Beth Israel Deaconess Medical Center researchers found ChatGPT outperformed physicians in some aspects of the clinical reasoning process. By Briana Howard Pagán
By Kenith W. Taukolo and Mandy Zhang, Crimson Staff Writers

Researchers at Beth Israel Deaconess Medical Center found generative artificial intelligence tool ChatGPT-4 performed better than hospital physicians and residents in several — but not all — aspects of the clinical reasoning process, raising questions about the future use of AI in healthcare settings.

The research team gave the physicians and ChatGPT-4 clinical cases that were broken down into four different parts, and asked them to provide a summary and diagnosis, as well as an explanation of how they arrived at their answers. While ChatGPT-4 scored higher on clinical reasoning, it was also more likely to arrive at an incorrect diagnosis.

One metric used in the study to judge the diagnosis was completeness, which privileges ChatGPT-4, said Daniel Restrepo, an assistant professor of medicine at Harvard Medical School and internist at Massachusetts General Hospital.

“That scale rewards verbosity, and so the more words you use, the more likely you are to score,” he said.

However, Restrepo added that “it beat them with a very specific metric,” and said, “you still need doctors.”

Stephanie M. Cabral, a third-year resident in the Department of Internal Medicine at Beth Israel Deaconess Medical Center and lead author of the study, said the idea for the study came in April 2023.

After receiving IRB approval, the team of researchers sent out case surveys, testing physicians on their clinical reasoning skills, in July. Analysis of the data from physicians and ChatGPT-4 occurred in Oct. 2023 and was published in Feb. 2024.

“Overall, it was a very tight timeline. It was within a year, from April 2023 to February 2024,” Cabral said.

Zahir Kanjee, a clinician educator at Beth Israel Deaconess Medical Center and Assistant Professor of Medicine at HMS, said he was “drawn to this work” because of the new opportunities available with AI in healthcare.

“I wanted to be part of the effort to think about what artificial intelligence and large language models are capable of, and how they can help us make care better,” he said.

Despite ChatGPT-4’s better overall performance, the model had “more instances of incorrect reasoning,” lead author Cabral said.

She described ChatGPT-4’s effort to conduct a pregnancy test on a 74-year old woman with abdominal pain, even though “physicians wouldn't expect a 74-year old woman to be pregnant.”

“We still have to be wary that these technologies can make errors,” she added.

OpenAI, the owner of ChatGPT-4, could not be reached for comment.

Restrepo also warned that the study was “a very artificial environment.”

“It beat trainees and faculty members in documentation of reasoning using a very specific metric,” he said. “Why did it do that?

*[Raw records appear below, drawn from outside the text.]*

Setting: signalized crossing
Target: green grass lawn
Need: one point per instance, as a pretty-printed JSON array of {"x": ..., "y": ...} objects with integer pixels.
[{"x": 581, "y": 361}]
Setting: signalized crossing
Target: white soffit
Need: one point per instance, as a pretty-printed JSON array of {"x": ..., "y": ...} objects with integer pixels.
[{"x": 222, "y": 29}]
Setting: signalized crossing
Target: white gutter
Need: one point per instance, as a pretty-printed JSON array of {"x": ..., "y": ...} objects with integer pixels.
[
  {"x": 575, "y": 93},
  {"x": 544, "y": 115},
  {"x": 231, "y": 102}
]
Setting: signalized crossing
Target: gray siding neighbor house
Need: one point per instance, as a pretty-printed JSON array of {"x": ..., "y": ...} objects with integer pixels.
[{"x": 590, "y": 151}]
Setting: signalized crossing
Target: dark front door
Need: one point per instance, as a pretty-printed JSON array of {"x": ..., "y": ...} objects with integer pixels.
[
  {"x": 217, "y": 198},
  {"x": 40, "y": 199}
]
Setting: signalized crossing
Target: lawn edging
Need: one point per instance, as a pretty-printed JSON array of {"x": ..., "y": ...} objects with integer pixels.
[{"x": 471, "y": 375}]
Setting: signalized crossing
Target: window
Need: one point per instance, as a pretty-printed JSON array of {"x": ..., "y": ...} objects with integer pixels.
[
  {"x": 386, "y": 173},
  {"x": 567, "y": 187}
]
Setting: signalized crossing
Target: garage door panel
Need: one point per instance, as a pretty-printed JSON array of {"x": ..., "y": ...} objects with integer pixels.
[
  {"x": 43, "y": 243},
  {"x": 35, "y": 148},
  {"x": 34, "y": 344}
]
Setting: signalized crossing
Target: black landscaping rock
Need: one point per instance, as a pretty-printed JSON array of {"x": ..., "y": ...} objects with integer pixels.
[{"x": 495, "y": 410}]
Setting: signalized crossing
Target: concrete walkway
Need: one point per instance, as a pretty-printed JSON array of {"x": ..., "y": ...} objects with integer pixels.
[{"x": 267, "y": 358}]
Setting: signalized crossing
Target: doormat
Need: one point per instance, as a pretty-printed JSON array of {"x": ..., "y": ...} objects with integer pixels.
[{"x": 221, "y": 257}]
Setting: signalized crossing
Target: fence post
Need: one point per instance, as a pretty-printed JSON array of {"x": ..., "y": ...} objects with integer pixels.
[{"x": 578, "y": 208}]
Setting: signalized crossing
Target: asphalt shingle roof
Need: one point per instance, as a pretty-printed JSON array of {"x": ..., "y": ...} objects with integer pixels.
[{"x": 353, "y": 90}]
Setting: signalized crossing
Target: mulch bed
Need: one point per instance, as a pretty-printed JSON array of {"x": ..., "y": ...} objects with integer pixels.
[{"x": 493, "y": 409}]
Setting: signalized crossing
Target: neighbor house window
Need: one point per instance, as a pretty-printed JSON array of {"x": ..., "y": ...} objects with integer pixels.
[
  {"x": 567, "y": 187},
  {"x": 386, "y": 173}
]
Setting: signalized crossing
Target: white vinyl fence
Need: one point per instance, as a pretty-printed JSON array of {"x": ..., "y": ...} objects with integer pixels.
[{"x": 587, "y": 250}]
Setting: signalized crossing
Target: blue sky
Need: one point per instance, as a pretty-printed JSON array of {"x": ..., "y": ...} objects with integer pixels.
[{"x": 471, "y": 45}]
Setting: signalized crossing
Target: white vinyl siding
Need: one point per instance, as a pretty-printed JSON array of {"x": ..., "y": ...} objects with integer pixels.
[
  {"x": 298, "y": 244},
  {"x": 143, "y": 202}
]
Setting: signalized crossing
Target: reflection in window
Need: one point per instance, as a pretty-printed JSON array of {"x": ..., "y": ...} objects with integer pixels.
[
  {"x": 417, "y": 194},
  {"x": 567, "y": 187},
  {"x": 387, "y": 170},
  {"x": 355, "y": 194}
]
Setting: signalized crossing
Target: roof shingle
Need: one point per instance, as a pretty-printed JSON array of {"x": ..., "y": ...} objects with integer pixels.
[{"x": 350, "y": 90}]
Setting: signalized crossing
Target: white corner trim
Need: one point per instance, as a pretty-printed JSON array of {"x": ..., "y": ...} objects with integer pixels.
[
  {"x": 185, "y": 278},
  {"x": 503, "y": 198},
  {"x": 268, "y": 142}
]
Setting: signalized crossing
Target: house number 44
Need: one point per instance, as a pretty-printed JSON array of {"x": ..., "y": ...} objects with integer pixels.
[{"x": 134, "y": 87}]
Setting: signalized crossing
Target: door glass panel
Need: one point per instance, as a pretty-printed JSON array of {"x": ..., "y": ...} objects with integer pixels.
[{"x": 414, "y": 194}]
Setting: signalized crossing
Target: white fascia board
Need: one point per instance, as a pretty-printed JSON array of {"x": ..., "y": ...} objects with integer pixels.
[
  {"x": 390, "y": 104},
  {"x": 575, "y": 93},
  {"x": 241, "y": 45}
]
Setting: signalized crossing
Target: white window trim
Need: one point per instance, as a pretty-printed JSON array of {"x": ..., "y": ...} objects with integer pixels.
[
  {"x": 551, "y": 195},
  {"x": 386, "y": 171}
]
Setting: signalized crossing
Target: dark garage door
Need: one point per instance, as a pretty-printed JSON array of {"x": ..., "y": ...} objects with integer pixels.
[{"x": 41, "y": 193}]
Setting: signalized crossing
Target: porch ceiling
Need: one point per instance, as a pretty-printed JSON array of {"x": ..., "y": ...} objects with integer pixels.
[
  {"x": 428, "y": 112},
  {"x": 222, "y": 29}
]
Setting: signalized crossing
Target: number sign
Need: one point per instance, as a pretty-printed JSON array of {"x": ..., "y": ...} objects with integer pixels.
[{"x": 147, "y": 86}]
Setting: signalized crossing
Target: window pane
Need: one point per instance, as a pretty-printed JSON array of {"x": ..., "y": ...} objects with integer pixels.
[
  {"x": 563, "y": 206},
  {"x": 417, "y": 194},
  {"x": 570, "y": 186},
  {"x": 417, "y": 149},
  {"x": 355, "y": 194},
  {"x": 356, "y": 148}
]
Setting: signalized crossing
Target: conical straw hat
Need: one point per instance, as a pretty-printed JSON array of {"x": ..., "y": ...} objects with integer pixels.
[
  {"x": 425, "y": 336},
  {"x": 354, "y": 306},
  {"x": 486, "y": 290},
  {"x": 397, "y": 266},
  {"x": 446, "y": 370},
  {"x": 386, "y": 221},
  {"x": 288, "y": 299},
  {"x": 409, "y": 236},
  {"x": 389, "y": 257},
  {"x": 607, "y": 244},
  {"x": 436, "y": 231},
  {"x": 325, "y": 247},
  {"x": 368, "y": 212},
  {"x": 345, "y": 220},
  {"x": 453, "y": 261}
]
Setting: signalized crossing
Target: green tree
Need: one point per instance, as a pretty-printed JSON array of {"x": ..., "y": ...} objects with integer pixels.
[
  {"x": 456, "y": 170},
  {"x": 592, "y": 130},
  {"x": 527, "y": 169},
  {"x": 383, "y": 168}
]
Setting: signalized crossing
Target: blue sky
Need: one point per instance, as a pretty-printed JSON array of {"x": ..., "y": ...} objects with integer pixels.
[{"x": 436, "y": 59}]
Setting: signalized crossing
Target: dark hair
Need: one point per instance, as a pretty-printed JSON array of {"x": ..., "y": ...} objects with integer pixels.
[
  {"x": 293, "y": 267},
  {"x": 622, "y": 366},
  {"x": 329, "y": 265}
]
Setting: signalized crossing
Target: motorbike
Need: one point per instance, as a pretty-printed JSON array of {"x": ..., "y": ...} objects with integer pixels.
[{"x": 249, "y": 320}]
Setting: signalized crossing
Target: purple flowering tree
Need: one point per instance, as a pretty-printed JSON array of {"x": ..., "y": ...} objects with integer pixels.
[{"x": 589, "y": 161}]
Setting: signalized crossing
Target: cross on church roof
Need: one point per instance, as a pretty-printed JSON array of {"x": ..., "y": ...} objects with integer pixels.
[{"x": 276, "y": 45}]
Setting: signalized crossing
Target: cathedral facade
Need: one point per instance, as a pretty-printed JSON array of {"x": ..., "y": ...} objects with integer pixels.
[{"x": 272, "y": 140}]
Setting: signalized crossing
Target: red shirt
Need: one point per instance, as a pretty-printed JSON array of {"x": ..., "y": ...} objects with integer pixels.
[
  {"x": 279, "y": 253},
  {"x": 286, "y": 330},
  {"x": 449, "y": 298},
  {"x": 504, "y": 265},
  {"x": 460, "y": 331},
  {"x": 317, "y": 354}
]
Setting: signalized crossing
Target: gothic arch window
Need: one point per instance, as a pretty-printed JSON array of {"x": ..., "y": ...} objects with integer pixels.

One of the reasons I told you is because humans don’t read instructions, and humans cut corners.”

“If you do that — based on this metric — you run the risk of scoring less,” Restrepo added.

Adam Rodman, an internal medicine physician at Beth Israel Deaconess Medical Center and another leader of the study, said that implementing large language models poses risks.

“There’s something called automation bias, this cognitive psychology automation bias, and that if you think that an output is from a machine, you will trust it more than if you think the output is from a human, which could have unpredictable effects on how humans actually behave in the real world, “ he said.

Still, the researchers remain hopeful about AI’s usage in healthcare.

“I think it’d be really useful sort of as a cognitive second opinion,” Restrepo said. However, he added, “it is critical that private health information not be inputted into these.”

“I think AI technologies will hopefully bring back some of the humanity we’ve lost in medicine,” Rodman said.

“In the short run, I am cautiously optimistic that it will improve the human physician bond,” he said. “The medium to long run, I think it’s really hard to predict — just because we’re looking at something that’s really changing what it means to be a doctor and what it means to be a patient.”